On Long Island, Ryder says, gang members have their own code words. They have used "a pair of kicks" for 2 kilos of cocaine, and "mommy" or "my girl" for a gun, he said.

Police also comb Twitter for communications among potential terrorists and extremist groups, including anti-government movements, Islamic extremists, and local members of the Bloods and Crips gangs, Ryder said.


A magnet for radicals

Twitter has been a magnet for radicals, police say. The site helped lead to a 30 percent increase in the number of online forums for hate groups and terrorism in just the past year, according to the Simon Wiesenthal Center's May 2013 report on digital hate speech. The center is a worldwide organization that combats anti-Semitism.

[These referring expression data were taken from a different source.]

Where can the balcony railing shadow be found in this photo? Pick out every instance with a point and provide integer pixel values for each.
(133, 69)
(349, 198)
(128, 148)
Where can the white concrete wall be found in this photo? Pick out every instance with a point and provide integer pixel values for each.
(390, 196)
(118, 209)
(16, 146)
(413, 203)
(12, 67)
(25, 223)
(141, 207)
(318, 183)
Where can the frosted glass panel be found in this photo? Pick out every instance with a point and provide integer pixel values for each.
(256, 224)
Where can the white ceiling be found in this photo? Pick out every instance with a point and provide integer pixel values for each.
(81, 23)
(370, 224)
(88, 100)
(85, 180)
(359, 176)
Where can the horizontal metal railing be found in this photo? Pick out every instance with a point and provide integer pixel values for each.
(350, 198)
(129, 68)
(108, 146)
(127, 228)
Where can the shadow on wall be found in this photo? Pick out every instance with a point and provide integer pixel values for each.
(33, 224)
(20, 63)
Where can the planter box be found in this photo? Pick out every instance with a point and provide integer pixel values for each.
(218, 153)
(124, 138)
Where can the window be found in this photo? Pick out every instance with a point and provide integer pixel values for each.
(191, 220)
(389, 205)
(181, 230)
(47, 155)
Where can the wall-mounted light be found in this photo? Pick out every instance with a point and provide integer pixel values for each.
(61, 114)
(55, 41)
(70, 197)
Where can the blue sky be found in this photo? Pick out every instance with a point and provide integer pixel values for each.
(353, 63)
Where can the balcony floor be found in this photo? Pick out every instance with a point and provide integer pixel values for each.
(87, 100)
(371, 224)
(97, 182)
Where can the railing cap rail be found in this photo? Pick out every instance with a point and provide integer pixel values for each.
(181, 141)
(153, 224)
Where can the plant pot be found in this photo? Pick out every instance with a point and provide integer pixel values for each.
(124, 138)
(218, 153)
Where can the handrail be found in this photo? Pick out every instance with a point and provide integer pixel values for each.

The number of "hate-spewing hashtags and handles" featuring racist language on Twitter quadrupled from 5,000 in 2011 to 20,000 in 2012, the report found.

Twitter says it does not comment on individual accounts, but the company's head of safety, Del Harvey, said in a recent blog post that it's impossible for the site to review every tweet, which can number up to 500 million a day.

"While manually reviewing every Tweet is not possible due to Twitter's global reach and level of activity, we use both automated and manual systems to evaluate reports of users potentially violating our Twitter Rules," Harvey wrote. "These rules explicitly bar direct, specific threats of violence against others and use of our service for unlawful purposes, for which users may be suspended when reported."

He said the company is "not blind to the reality that there will always be people using Twitter in ways that are abusive and may harm others."

Like Nassau, police departments around the country are hiring former government intelligence analysts -- including veterans of the National Security Agency -- to find and analyze reams of usable online data, much of it from social media.

"The way police are collecting and analyzing intelligence is not drastically different from what the NSA, CIA and FBI have been doing on the federal level," Akrish said.